Yalnız işveren, patron olmakta zor iştir. Aradaki dengeyi kurmak gerekir. Türkiye şartlarında azami olanakları çalışanlarına sağlamalısın, para sende düdük sende diye .okunu çıkartıp çok ezmeyeceksin, iyi davranmaz iyi şartlar sağlamazsan ne olur, kısa vadede hiçbir şey olmaz ülkemiz gibi bol ucuz işgücü olan bir ülkede biri gider öteki gelir, it ürür kervan yürür tabi işin kalitesi de yerlerde sürünür.
Bana bu gençler Aea'nın sponsorları arttıkça gelirlerinde o biçim arttığı algısıyla bir işlere kalkışmışlar gibi geldi. Tabi en son altınlı gece de Aea'nın "onlara binlerce liralık kask verdik, lastik aldık, pahalı motorlara bindiler" lafını da tasvip etmiyorum. Ulen motor işi yapıyorsun tabi ki vereceksin, bizde şantiyelerimizde çalışanlara kask, çelik uçlu bot ve eldiven veriyoruz.

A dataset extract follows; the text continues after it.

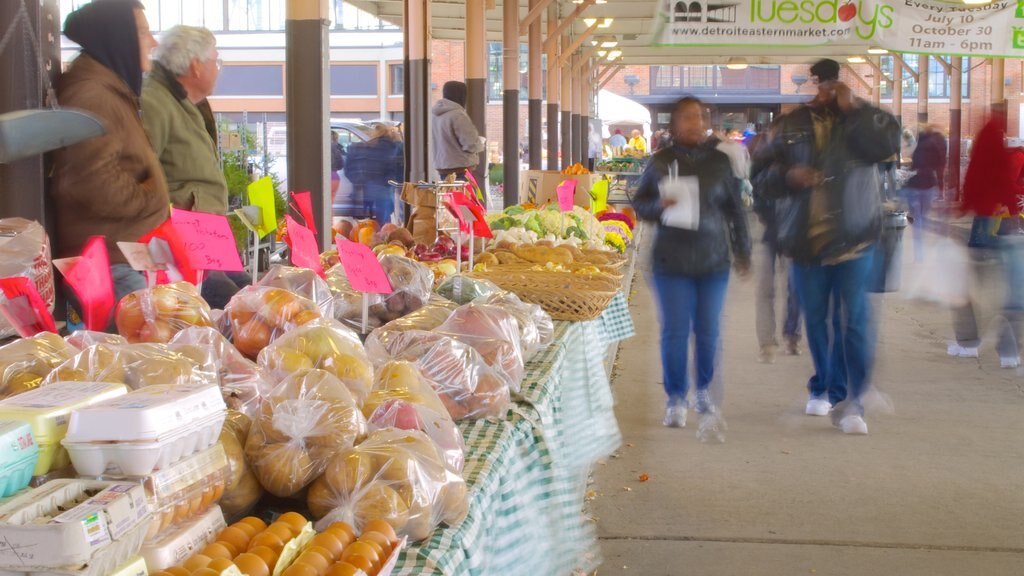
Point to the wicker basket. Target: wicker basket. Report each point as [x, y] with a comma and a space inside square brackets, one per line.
[563, 295]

Fakat bu ülkede hak adalet kişiye göre çok değişken olabilir, sen istediğin kadar anayasa yaz ekonomin yeterli değilse çalışanlara yazdığın hakları verdiremezsin. Cezalarla vs. ile yürümez bu işler, çoğu işveren keyfinden sigortasız ve/veya daha az ücretini bildirerek çalıştırmaz. Çalıştığın yerde şartlar düzelmeye başladığında da biraz sebat edip konuşmakta fayda vardır. Konuşursun baktın olmuyor aşırı açgözlülük hakim olmuş bünyeye bana bir ara müsaade dersin. Birini zor durumda bırakıp kaçmanın bahanesi geçmişte istemediği ve alamadığı "haklar" olamaz. O zaman eleştirdiğin adamdan farkın kalmaz!